Los cuatro Convenios de Ginebra de 1949 son calificados como tratados universales, ya que a la fecha 193 Estados del mundo son partes de los mismos. De allí que los principios y normas traducidos en tales tratados constituyan parámetro insoslayable de sus Estados Partes.
A este respecto, frente a la desgarradora dinámica y escalada de violencia que atraviesa el sur del Líbano y el norte de Israel, y en la que lamentablemente una gran parte de población civil habría sido muerta y/o herida (registrando las cadenas internacionales sobre el particular un aproximado de 700 personas muertas, entre soldados, miembros del grupo armado involucrado y personas civiles), resulta más que pertinente recordar las obligaciones internacionales que se derivan de los tratados referidos.

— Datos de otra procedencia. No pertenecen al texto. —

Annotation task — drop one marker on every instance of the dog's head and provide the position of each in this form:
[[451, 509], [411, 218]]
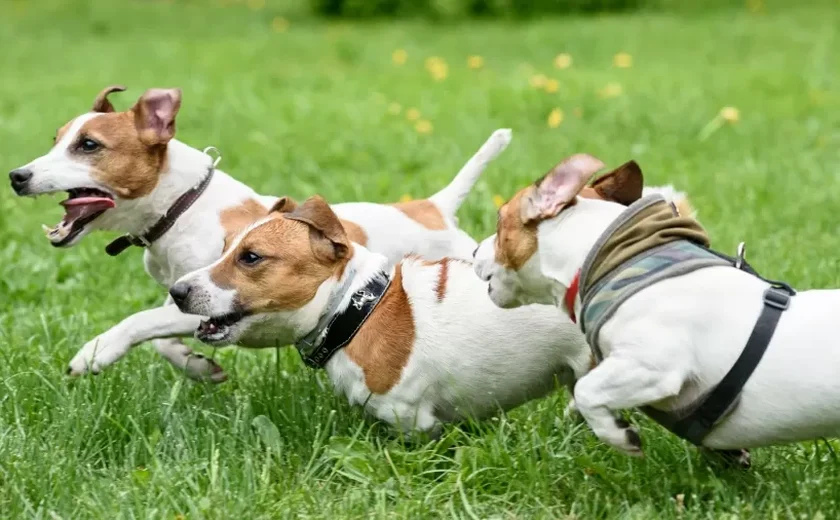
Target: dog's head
[[509, 261], [101, 159], [277, 269]]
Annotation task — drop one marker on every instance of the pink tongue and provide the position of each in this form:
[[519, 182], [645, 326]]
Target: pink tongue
[[84, 206]]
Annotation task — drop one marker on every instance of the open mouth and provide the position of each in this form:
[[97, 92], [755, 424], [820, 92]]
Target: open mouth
[[82, 206], [217, 329]]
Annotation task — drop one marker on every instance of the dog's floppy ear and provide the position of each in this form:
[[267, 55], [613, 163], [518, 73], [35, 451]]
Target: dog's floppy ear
[[623, 185], [326, 234], [101, 103], [154, 115], [284, 205], [559, 187]]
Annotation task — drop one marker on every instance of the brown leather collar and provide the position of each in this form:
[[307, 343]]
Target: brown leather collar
[[164, 223]]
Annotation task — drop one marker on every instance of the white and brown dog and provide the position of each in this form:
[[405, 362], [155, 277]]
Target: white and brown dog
[[671, 342], [433, 347], [124, 171]]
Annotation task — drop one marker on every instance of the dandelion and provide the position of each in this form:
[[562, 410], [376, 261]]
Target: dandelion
[[730, 114], [437, 68], [563, 61], [399, 57], [279, 24], [423, 127], [538, 81], [611, 90], [622, 60], [475, 62], [555, 118]]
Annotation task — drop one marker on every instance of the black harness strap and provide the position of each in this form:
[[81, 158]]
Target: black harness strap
[[344, 325], [699, 422]]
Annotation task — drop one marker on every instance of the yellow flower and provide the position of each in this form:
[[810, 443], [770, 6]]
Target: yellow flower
[[611, 90], [555, 118], [622, 60], [538, 80], [279, 24], [730, 114], [438, 68], [423, 127], [399, 57], [563, 61], [475, 62]]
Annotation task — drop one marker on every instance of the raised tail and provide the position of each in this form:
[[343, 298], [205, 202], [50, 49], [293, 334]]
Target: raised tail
[[449, 199], [679, 198]]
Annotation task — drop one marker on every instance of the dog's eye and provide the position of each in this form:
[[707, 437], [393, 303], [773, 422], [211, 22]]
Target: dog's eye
[[249, 258], [88, 145]]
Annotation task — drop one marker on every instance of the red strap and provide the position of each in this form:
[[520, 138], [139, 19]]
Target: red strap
[[571, 294]]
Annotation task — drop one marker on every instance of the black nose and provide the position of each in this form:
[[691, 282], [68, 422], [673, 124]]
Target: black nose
[[19, 178], [179, 293]]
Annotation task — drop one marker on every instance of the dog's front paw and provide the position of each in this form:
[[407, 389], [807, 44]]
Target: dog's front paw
[[627, 438], [96, 355]]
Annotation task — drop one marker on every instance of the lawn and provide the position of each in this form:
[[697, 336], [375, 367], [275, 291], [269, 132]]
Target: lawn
[[302, 107]]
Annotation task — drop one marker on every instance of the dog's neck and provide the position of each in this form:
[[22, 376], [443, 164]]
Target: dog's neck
[[186, 167], [334, 295], [565, 240]]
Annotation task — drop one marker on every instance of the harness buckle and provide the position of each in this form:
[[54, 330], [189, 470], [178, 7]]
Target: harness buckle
[[776, 298]]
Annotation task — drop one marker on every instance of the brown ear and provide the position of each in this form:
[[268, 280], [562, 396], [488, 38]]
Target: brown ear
[[154, 115], [101, 103], [559, 187], [326, 235], [284, 205], [623, 185]]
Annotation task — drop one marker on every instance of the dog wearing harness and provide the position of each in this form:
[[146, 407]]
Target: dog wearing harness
[[719, 355]]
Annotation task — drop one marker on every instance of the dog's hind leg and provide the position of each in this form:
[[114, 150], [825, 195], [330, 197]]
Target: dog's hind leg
[[617, 384]]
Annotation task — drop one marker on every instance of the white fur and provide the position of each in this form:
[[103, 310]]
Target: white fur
[[675, 340], [469, 359], [197, 238]]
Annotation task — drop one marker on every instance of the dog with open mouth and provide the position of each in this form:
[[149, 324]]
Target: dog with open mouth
[[125, 171], [417, 343]]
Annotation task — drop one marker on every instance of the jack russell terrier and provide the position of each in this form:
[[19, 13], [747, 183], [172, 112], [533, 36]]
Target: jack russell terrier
[[415, 344], [715, 353], [124, 171]]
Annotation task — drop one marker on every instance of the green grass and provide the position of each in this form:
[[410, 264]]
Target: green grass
[[306, 111]]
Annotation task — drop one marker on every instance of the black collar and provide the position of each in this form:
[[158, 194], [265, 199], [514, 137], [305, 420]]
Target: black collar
[[338, 329], [164, 223]]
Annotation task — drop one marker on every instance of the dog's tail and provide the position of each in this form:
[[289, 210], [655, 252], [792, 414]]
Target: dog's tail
[[449, 199], [679, 198]]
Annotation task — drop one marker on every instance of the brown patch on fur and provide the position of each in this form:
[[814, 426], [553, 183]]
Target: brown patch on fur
[[383, 345], [424, 212], [440, 289], [63, 130], [123, 163], [290, 272], [237, 218], [354, 232]]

Los cuatro Convenios de Ginebra de 1949 comprometen a sus Estados Partes, por un lado, a limitar los medios y métodos empleados en las hostilidades armadas y, por otro lado, a proteger a las personas que no participan o que han dejado de participar en las mismas.
Son muchas las normas que componen este Derecho. No obstante, las mismas pueden ser resumidas en sus principios fundamentales. Dos de ellos constituyen los cimientos del DIH: el principio de humanidad y el principio de distinción. El primero, piedra de base del DIH, impone la obligación de evitar el sufrimiento innecesario de las personas (participen o no de las hostilidades) en tales circunstancias. El segundo, determinante también, señala que debe distinguirse precisamente entre aquellas personas que participan de las hostilidades y aquellas que no lo hacen, debe distinguirse entre objetivos militares y aquellos que no lo son. A la luz de este principio, resulta evidente que la población civil no debe ser objeto de ataque alguno.
Principios que apuntan a un objetivo, para algunos, casi contradictorio: “humanizar la guerra”, pero resulta mucho más sensato que aquellos que tienen la responsabilidad de su cumplimiento actúen más bien en función de ese objetivo que de espaldas a él.
*Marisela Silva Chau es miembro del Comité Internacional de la Cruz Roja (CICR) para Bolivia, Ecuador y Perú.